Lincolnshire public works presents plan to maintain infrastructure
Lincolnshire is trying to find ways to pay a long list of capital projects, including major road repairs. Public work employees Roland Bibat (left) and Frankie Martin repair potholes in the corporate park. | Joe Cyganowski-For Sun-Times Media
Updated: May 13, 2013 2:11AM
LINCOLNSHIRE — The dirt in your front yard is eating the pipes under your house. The problem gets worse: Once your dirt eats a hole into your pipe, it isn’t going to eat the greaseballs that are building up from what you wash down those pipes.
Public works infrastructure may not be as boring as many believe — but it may be more expensive than most imagine. In Lincolnshire, public works officials have prepared a long list, divided into four categories, of age-related needs that Village Hall will need to find a way to address soon.
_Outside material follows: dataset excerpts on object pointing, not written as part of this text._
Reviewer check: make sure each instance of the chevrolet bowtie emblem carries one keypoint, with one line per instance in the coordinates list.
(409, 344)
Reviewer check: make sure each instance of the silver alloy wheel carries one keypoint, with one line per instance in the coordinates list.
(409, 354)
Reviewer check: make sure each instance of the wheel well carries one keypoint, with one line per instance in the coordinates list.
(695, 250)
“We’re moving from the phase where we had the new house, with the infrastructure, to the phase where we need to look at how we’re going to maintain it,” Public Works Director Jennifer Hughes said. “Don’t get lost in the details.”
Hughes and Rob Horne, engineering supervisor, are sharing those details with the Village Board, and waiting to see what kind of funding they will get back for the solutions. They brought forth a five-year agenda for capital improvements in four of Lincolnshire’s vital systems: sanitary sewers, water mains, village-owned roads and storm sewers.
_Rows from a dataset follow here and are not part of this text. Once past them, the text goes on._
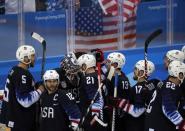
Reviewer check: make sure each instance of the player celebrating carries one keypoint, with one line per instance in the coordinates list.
(163, 113)
(55, 104)
(173, 55)
(69, 75)
(19, 93)
(88, 88)
(117, 60)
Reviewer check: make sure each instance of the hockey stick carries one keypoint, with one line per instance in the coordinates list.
(41, 40)
(114, 109)
(111, 73)
(147, 42)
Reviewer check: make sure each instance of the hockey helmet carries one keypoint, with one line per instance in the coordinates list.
(140, 65)
(177, 69)
(50, 75)
(88, 59)
(70, 64)
(23, 52)
(118, 58)
(175, 55)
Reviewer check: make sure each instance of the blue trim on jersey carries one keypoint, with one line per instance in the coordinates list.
(169, 106)
(27, 99)
(136, 111)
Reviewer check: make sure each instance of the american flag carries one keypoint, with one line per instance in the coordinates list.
(129, 17)
(109, 6)
(95, 30)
At a Village Board meeting, Horne and Hughes showed the trustees some of the hassles, and expenses, that come with owning a city that is beginning to show its first signs of age.
“I think we all knew this was coming,” trustee Liz Brandt said.
“That’s why we’ve been saving all these years,” trustee David Saltiel followed.
The board listened, but a course of action is at least weeks off. In the meantime, Horne and Hughes said the time to start digging is approaching, because state funding is dwindling.
• Roads: Lincolnshire maintains 40 miles of streets — 12 of which were built in the 1960s, 9.5 in the ‘70s. Horne said he expected a 17 percent drop in state funding for road repair in the near future.
“Based on what I’ve heard from other communities, this is an excellent road system,” and Horne said Lincolnshire drivers were going to continue to expect excellence, even as the asphalt and rock foundations under them wear down.
Regarding underground pipes, Lincolnshire’s dirt is highly acidic, and it eats holes into pipes. Horne said corrosion has begun to cause water main breaks, and the village now requires all new pipes to be lined with a wrapping that slows the hungry horticulture.
But inside the sanitary sewer pipes, there is another problem building up: build-up. With decades of use, some of the tubes that take Lincolnshire’s wastewater away are filling up with “greaseballs” of household cleaning agents, cooking grease and all kinds of other gunk.
Horne described the mess as looking and feeling like tofu — but it can cut a sewer’s capacity in half, and there is no way of telling exactly where it is. Unless, of course, someone digs in and drops what is essentially a remote-controlled car with a light and a camera to show crews what is in the otherwise dark pipes.
“We can clean half the village in a year,” Horne said,” but that’s going to cost a lot of money.”
Hughes said modern technology is making it easier to find the portions of a road that need the most work and the portions of pipe that are the most endangered — but the need to dig and save the infrastructure from the threats atop, around and within it will never go away.
“We’re looking at the skin and saying ‘OK, your skin looks great, you must be healthy,” she said. “We’re trying to take a more scientific approach to this whole project.”